Chroniques

Le rôle essentiel du partage et de la transmission dans la cinéphilie

« Qu’est-ce que la cinéphilie ? » « Peux-tu te considérer comme cinéphile ? » « Je suis cinéphile, pas toi. » Lorsque l’on aime le cinéma et que l’on fréquente les réseaux sociaux, il ne se passe pas un jour sans que la définition de cinéphilie soit débattue. A coups de références et de jugements, les visions du cinéma se confrontent, souvent dans un brouhaha chaotique et vain. La définition même du mot « cinéphile » laisse en effet une certaine ouverture en termes d’interprétations, et c’est probablement ce qui pousse à questionner son véritable sens sans cesse. Chacun a sa vision de la cinéphilie, et si je vais m’attarder un brin dessus, ce n’est pas simplement pour rajouter une énième définition du mot, mais pour rappeler l’importance d’une composante qui lui est essentielle et qui me paraît bien trop souvent omise au profit de la simple évaluation de la culture cinématographique : le partage. Et j’ai voulu consacrer un modeste billet à ce sujet, qu’il conviendra à chacun(e) de s’approprier à sa manière.

Buster Keaton dans Sherlock Jr. (1924) - Photo non contractuelle
Buster Keaton dans Sherlock Jr. (1924) – Photo non contractuelle

Commencer par la base

Je n’apprendrai rien à personne en disant que le mot « cinéphile », en se composant du préfixe « ciné », issu de cinématographe, et du suffixe « phile », signifiant « qui s’intéresse à » , désigne une personne qui s’intéresse au cinéma. Nous pourrions dire, donc, par définition, qu’une personne s’intéressant au cinéma est cinéphile.
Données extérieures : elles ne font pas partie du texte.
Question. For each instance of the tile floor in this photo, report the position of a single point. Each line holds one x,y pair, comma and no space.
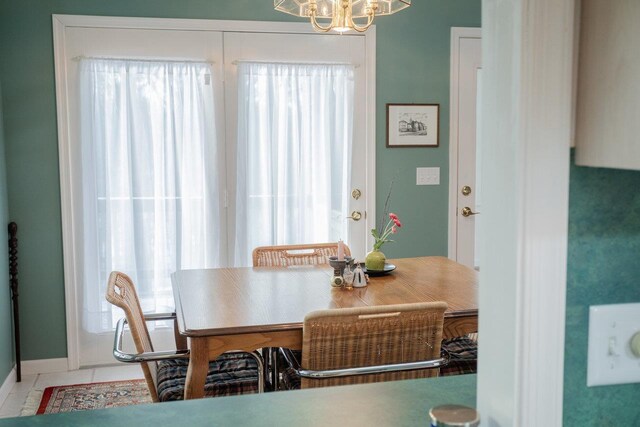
12,406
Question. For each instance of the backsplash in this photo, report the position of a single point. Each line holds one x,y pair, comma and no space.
603,268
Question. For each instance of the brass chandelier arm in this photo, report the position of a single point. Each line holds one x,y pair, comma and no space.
353,25
317,25
365,27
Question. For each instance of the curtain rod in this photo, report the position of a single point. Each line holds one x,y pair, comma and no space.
80,57
240,61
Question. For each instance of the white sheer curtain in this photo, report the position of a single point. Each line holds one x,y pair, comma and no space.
295,127
150,190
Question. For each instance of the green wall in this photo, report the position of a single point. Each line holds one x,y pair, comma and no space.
6,336
413,67
603,268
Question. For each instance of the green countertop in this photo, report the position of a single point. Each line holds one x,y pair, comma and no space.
400,403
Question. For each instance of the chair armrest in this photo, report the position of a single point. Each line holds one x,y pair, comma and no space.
363,370
148,356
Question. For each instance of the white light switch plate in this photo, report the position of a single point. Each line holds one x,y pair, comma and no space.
428,176
610,360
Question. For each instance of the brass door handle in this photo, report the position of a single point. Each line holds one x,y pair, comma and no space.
355,215
467,212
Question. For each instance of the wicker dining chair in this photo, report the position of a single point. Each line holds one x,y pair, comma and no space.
289,256
368,344
292,255
165,371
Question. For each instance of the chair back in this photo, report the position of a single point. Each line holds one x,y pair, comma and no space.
122,293
372,336
292,255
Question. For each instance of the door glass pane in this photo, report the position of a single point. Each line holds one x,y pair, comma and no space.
150,202
479,152
295,126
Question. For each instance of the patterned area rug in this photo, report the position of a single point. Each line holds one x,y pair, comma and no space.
83,397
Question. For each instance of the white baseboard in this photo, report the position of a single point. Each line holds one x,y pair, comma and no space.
45,366
7,385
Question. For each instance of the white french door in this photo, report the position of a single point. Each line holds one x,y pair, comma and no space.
465,198
304,50
127,161
223,50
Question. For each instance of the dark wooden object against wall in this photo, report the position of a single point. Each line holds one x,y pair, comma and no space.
13,283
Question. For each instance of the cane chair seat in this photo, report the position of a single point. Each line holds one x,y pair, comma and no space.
293,255
165,372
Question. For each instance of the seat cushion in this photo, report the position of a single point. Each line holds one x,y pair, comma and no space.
230,374
463,352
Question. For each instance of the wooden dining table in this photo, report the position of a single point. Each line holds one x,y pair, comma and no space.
225,309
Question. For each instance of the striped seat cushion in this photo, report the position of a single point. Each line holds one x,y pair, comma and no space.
464,356
230,374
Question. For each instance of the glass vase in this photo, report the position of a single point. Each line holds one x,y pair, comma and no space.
375,260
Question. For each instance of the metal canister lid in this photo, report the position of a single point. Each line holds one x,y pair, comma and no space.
454,416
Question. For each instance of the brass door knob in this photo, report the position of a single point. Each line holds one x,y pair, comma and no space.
467,212
355,215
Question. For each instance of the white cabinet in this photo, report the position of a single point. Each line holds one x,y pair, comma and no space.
607,130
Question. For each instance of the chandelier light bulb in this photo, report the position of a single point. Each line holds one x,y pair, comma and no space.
340,15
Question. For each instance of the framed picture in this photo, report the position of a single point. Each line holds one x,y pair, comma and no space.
413,125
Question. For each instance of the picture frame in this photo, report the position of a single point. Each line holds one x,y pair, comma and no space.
413,125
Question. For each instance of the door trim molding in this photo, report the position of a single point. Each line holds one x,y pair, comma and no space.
527,61
457,33
69,234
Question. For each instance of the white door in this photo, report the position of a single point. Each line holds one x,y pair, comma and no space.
307,49
464,205
91,315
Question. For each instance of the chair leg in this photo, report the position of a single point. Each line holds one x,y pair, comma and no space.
261,367
275,375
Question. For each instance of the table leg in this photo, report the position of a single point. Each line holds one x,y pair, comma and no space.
198,367
181,340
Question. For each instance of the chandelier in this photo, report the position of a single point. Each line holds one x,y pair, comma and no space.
340,15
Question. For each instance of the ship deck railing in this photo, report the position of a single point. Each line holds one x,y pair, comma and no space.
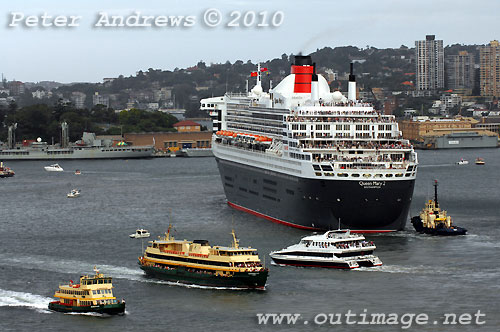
304,110
332,118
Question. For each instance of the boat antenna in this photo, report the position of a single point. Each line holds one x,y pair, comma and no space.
435,194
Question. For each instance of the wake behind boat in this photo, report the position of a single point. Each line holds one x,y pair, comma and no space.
74,193
333,249
140,233
5,172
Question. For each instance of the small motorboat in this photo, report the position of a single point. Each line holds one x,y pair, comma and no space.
5,172
140,233
74,193
54,168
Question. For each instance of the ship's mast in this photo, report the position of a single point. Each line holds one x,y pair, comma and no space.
236,242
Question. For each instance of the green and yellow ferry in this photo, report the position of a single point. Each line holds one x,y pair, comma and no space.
196,262
92,294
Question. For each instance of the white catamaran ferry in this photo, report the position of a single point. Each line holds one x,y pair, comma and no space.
334,249
307,157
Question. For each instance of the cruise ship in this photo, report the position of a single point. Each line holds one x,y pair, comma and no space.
306,157
198,263
89,147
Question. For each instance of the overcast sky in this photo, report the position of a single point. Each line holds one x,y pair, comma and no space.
89,53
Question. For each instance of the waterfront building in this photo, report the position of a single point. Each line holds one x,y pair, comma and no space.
171,141
489,73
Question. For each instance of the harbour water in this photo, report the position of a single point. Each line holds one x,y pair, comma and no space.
47,239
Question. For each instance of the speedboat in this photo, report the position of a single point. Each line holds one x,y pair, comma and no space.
5,172
74,193
333,249
140,233
54,168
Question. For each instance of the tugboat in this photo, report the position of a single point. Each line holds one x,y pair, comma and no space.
334,249
74,193
432,220
5,172
92,294
140,233
196,262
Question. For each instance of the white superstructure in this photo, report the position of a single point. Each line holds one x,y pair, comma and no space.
333,249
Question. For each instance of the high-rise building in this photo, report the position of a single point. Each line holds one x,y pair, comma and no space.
16,88
489,72
460,72
78,99
430,63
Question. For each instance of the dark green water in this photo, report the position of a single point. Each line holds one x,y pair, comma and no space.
47,239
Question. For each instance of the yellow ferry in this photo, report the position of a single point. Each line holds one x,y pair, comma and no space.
92,294
196,262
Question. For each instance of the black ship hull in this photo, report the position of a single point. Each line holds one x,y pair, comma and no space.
110,309
300,263
443,231
315,204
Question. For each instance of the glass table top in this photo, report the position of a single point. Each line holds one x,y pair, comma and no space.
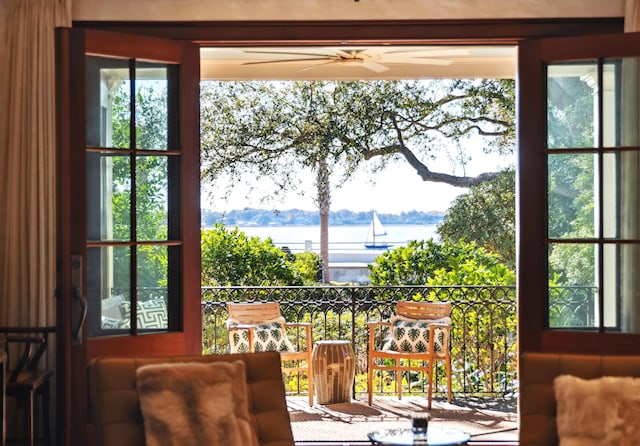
405,437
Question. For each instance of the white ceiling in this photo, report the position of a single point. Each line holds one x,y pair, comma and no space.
240,63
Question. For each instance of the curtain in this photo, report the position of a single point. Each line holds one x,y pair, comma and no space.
28,161
630,175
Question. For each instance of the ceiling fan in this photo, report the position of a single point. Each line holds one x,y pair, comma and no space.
374,59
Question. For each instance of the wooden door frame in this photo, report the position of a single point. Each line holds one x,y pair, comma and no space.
71,360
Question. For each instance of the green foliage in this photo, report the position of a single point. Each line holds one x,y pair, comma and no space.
307,265
230,257
447,263
276,129
485,215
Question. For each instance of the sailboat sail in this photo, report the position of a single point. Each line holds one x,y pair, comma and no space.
375,230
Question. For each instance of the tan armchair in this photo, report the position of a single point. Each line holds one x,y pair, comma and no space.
115,405
537,402
261,327
420,334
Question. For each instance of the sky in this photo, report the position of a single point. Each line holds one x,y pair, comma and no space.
397,189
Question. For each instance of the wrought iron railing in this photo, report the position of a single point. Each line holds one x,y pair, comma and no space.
483,339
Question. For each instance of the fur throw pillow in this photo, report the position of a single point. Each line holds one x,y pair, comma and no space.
598,412
195,404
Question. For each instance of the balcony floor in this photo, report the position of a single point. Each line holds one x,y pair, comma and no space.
348,423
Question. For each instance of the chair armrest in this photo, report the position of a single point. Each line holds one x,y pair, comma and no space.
443,326
297,324
378,323
241,327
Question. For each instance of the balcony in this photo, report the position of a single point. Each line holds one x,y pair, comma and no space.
483,346
483,338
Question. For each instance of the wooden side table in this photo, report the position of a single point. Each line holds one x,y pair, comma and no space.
333,368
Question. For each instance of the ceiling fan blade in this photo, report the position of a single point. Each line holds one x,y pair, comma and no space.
446,52
421,61
263,62
316,66
289,53
346,54
374,66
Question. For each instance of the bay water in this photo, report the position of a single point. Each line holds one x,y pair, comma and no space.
341,238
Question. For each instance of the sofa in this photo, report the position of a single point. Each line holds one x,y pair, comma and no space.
115,405
537,420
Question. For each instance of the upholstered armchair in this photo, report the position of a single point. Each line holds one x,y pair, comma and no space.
117,397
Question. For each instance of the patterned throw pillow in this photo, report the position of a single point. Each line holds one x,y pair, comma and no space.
268,336
111,323
151,314
409,335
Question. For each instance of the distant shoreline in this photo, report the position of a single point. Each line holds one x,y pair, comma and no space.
296,217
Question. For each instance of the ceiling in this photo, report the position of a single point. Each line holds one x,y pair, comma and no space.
357,62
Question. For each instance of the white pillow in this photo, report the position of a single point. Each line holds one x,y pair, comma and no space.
599,412
268,336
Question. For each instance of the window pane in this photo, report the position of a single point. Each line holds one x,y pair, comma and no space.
620,102
151,198
152,287
108,289
571,198
108,90
572,286
108,197
622,288
572,105
151,106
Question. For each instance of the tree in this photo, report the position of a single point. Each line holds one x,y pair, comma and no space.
485,215
230,257
253,130
447,263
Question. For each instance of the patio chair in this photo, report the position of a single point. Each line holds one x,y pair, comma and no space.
256,327
418,337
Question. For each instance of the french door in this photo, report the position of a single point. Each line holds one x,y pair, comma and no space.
129,209
579,194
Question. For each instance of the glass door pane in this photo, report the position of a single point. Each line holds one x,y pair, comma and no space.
593,195
130,151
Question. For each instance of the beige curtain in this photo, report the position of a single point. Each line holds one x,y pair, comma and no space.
28,161
630,174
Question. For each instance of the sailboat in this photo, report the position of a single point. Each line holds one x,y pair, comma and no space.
375,230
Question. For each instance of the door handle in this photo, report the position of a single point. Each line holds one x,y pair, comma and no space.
77,298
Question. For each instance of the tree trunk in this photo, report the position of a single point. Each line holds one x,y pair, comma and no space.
324,204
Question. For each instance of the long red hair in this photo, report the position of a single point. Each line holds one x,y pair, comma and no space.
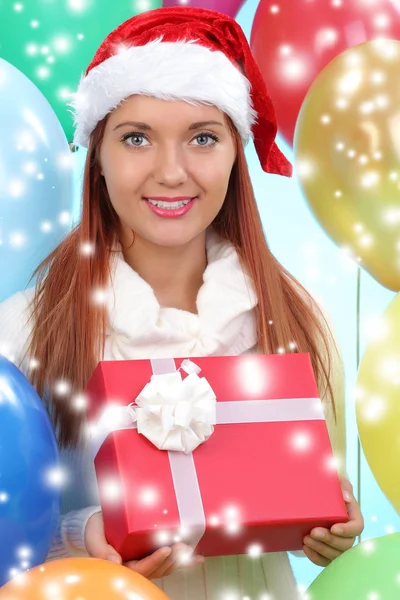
70,329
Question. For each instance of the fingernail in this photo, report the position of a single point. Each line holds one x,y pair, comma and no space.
318,534
113,558
338,530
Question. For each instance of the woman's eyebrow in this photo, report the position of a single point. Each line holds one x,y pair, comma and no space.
146,127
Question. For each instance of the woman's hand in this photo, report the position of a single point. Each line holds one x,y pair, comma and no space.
322,546
159,564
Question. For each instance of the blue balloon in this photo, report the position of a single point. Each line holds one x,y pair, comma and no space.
36,180
30,491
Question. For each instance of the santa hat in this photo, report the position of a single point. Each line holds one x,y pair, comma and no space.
181,53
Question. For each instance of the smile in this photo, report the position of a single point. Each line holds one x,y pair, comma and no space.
170,208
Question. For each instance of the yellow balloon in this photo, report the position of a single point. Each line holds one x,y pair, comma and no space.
378,403
347,155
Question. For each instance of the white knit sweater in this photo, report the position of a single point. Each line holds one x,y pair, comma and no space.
140,328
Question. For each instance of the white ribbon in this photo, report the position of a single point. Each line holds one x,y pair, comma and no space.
177,414
173,413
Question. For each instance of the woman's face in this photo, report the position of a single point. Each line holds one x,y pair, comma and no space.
166,165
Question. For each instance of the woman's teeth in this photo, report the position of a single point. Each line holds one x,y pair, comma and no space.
169,205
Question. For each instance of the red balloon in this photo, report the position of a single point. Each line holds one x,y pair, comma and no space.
293,40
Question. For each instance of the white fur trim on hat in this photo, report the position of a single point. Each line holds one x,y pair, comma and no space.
181,70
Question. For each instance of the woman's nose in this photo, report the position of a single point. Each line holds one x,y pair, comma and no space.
170,168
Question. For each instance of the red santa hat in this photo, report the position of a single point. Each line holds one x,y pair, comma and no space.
181,53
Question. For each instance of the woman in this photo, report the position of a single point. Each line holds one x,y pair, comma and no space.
170,260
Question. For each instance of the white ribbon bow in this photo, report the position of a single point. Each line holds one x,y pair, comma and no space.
175,413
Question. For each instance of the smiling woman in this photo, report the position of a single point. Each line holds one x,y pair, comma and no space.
172,159
178,265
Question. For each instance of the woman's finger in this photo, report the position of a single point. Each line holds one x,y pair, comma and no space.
178,552
151,563
180,558
322,549
315,557
325,537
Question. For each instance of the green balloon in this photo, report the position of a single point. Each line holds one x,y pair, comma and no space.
370,570
53,41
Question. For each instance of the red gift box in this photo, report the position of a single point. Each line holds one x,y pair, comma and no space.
264,478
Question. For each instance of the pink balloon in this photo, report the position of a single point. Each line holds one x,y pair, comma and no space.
227,7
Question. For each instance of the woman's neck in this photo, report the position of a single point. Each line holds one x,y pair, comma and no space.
175,274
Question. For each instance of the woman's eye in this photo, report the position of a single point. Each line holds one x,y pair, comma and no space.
136,139
204,137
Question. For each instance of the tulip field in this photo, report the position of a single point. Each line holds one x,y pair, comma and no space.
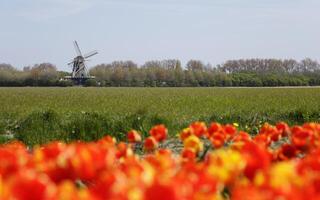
40,115
217,162
159,143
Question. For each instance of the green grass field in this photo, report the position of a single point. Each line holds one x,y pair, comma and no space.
37,115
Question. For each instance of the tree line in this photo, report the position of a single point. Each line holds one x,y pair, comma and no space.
171,73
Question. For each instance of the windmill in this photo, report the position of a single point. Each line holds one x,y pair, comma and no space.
80,71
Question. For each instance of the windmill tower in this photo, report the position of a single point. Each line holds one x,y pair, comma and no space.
80,71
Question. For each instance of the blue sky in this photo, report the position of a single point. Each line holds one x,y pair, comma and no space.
34,31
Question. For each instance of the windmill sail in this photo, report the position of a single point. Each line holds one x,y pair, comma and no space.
80,72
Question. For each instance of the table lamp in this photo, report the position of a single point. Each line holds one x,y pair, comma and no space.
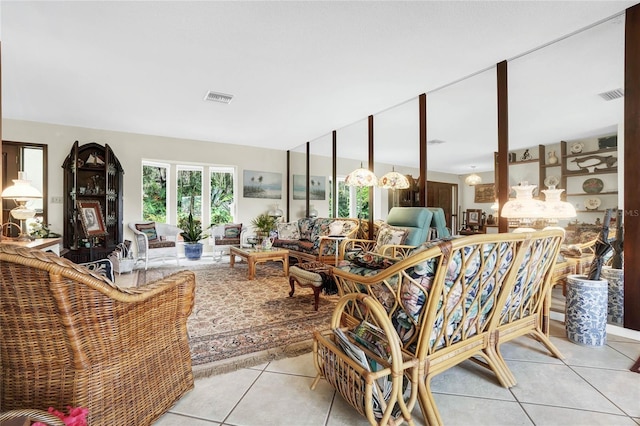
21,192
524,208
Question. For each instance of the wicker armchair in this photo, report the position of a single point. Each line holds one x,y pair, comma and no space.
72,337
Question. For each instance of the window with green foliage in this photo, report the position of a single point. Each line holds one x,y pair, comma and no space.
222,195
212,202
189,192
154,192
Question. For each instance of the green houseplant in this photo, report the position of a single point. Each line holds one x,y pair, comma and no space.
263,224
192,234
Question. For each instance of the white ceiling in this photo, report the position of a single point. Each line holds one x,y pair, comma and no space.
299,70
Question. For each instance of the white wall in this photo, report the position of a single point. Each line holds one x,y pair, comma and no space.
131,149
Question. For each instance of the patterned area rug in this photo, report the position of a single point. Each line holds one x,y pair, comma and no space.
238,322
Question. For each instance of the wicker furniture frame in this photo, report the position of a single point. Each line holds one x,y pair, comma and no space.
255,256
355,383
71,337
449,328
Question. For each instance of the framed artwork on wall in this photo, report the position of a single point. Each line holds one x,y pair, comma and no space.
318,187
262,185
90,213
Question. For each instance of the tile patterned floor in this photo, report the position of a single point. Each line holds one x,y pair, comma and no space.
592,386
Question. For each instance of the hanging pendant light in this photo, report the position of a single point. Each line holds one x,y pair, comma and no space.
473,179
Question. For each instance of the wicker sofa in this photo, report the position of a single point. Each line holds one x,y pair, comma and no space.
303,238
70,337
447,301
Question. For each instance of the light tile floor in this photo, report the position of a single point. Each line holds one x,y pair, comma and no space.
592,386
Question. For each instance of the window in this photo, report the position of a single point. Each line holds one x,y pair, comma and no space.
222,194
212,199
189,192
154,192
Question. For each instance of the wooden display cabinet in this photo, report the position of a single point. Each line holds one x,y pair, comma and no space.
93,176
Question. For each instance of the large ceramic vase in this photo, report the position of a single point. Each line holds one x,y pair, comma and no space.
586,310
193,251
615,278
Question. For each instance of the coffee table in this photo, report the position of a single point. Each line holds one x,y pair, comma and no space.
254,256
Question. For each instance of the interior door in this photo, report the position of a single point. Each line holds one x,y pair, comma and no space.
443,195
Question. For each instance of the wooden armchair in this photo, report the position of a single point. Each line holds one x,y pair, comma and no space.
156,241
71,337
453,300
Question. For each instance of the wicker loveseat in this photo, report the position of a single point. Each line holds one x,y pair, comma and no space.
447,301
303,238
69,337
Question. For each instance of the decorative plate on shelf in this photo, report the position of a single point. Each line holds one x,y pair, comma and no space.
592,203
576,148
551,181
592,185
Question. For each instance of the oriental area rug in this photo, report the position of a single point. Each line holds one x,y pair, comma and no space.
237,322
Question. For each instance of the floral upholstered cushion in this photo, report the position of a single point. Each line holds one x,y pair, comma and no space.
232,230
149,229
305,226
288,231
390,235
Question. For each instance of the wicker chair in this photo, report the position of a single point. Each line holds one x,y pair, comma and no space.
451,301
73,338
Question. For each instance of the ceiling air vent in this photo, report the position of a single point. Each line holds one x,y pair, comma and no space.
218,97
612,94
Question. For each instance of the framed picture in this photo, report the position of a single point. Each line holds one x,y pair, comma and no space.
474,217
318,187
258,184
90,213
485,193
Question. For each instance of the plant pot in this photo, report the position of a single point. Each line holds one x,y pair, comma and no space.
615,278
193,251
586,310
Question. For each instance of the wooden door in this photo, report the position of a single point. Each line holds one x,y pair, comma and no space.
445,196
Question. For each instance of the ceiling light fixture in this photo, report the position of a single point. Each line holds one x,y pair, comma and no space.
218,97
473,179
612,94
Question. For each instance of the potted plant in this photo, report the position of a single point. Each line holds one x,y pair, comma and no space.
263,224
614,274
192,234
588,326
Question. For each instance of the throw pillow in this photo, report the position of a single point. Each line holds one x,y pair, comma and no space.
373,261
149,229
390,235
288,231
232,230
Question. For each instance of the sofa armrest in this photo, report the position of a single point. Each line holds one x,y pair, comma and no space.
145,320
356,244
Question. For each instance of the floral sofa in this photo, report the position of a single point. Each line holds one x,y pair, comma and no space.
448,301
303,238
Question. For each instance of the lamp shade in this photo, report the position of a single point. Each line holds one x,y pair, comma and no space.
394,180
21,190
361,177
524,206
555,207
473,179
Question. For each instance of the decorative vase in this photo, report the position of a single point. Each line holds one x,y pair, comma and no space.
586,311
615,279
193,251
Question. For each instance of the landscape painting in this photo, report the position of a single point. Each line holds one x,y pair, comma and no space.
318,187
262,184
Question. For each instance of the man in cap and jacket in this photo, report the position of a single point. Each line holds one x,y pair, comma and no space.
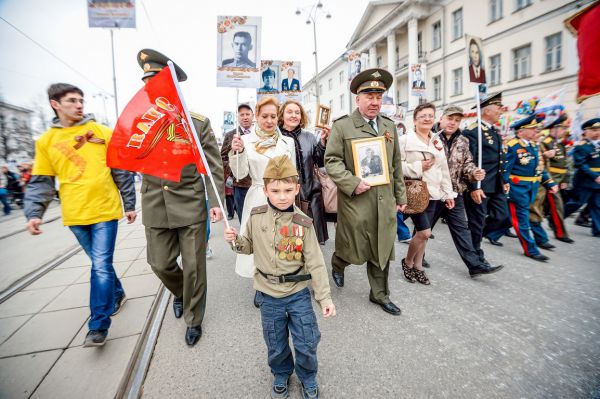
175,215
366,214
Et c’est souvent sur ce point que les gens s’écharpent, car le sens du mot cinéphile peut difficilement être réduit à cette simple définition. Il y a plusieurs raisons à cela. La première est liée au fait que le cinéma est l’art populaire par excellence. Tout le monde regarde des films, même si ce ne sont que deux ou trois blockbusters dans l’année, comme ce fut longtemps mon cas, et, de fait, tout le monde s’intéresse un minimum au cinéma. Dès lors, il paraît difficile de réduire la cinéphilie à un seul intérêt pour le cinéma, car presque tout le monde serait cinéphile. Je ramène souvent des pièces étrangères lors de mes voyages, mais je ne me considère pas spécialement comme un numismate. Il y a donc des nuances et des ajouts à apporter à cette base.

Harrison Ford dans Les Aventuriers de l'Arche Perdue (1981)
Harrison Ford dans Les Aventuriers de l’Arche Perdue (1981)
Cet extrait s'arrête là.